On Thu, Aug 29, 2013 at 12:56:35PM +0100, Mark Ballard wrote:
> I think this is really an attempt at user feedback, rather than user
> discussion. But there's no such thing as a user-feedback mail list.
> Nevertheless, others may find this pertinent: why doesn't mke2fs
> handle USB's competently? And if it does, why doesn't it reassure me
> so? And how can I handle a linux-formatted USB flash drive in the
> absence of my system giving me any guidance?

The problem is that it really depends on the quality of the flash
drive.   Two main things drive this:

1)  Whether the flash used in the drive is SLC. MLC, or TLC.  This
will tell you how many write cycles the flash can support.  This is
where you will see numbers such as 10,000 write cycles, all the way
down to 1,000 write depending on the quality of the flash used.
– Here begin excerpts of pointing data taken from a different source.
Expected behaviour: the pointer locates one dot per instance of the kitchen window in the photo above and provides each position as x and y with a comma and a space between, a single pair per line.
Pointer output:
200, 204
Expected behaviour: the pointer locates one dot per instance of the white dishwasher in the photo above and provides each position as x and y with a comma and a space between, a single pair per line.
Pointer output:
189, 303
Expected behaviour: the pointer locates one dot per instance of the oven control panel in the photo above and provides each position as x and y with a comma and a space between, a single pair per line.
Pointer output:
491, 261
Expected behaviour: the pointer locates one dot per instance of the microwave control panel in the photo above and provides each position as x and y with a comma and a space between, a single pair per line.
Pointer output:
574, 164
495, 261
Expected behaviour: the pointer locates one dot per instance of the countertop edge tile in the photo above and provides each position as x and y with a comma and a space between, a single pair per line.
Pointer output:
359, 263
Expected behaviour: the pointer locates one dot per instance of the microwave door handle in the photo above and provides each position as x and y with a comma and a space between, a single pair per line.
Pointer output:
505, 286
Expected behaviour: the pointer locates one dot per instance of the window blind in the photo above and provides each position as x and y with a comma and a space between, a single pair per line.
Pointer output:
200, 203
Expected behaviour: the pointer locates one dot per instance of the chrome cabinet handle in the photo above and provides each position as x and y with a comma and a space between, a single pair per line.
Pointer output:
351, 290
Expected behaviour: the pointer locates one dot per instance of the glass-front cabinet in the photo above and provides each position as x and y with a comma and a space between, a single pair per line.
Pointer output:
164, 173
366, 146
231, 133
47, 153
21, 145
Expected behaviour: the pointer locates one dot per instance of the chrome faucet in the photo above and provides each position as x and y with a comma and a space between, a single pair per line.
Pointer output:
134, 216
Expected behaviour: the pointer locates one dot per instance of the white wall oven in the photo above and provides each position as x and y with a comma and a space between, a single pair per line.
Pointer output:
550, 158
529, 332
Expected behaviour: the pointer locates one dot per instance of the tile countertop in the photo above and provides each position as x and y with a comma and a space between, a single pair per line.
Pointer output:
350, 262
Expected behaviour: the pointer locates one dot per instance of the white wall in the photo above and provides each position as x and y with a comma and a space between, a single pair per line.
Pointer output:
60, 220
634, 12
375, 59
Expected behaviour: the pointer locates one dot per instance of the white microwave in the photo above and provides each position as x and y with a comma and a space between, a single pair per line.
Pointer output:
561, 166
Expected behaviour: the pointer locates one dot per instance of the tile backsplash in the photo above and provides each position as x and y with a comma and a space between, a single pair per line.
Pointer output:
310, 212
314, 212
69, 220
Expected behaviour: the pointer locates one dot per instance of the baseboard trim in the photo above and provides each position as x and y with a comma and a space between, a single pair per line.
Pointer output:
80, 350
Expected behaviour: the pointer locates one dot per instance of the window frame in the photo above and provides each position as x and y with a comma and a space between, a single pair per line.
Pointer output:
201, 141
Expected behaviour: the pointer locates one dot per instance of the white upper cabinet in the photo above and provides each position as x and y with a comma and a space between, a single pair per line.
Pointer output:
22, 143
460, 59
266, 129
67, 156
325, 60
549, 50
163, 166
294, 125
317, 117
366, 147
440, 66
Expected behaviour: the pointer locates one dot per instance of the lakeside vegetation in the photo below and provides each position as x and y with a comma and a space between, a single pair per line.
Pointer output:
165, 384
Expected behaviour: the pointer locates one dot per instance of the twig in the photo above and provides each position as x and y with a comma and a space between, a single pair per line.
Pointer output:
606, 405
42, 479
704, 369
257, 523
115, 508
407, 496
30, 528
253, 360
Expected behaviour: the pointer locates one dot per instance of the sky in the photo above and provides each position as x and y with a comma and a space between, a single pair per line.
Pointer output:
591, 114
2) The quality of the Flash Translation Layer (FTL).  The important
thing to remember here is that not all parts of the storage device
will get used to the same amount.  Some files will rarely change once
they are installed on the device; others will change a huge amount.
So a good Flash Translation Layer will spread out the wear so that if
you have a 120GB device, with flash cells that support 10,000 write
cycles, that ideally you can support up to 10,000 times 120GB == 120
TB worth of writes.  Of course, that assumes 100% efficiency, which is
unrealistic.  But some FTL's are incredibly bad, and in the worst
case, if they aren't spreading the wear around at all, if you write a
single block 1,000 times, and the flash only supports 1,000 write
cycles, then that block will go bad.

Unfortunately, the cheapest USB flash devices that you find in the
bargain bin at the checkout counter of the Micro Center tend to use
the crappiest flash media possible, and the crappist FTL's.  Some even
will only have 512MB of flash even though it is advertised as having
8GB of flash, such that if you ever write more than 512MB worth of
files on the flash, you will start losing data.  (Fortunately most
people don't actually use the full capacity of their USB sticks, which
is why the manufacturers can get away with this kind of fraud.)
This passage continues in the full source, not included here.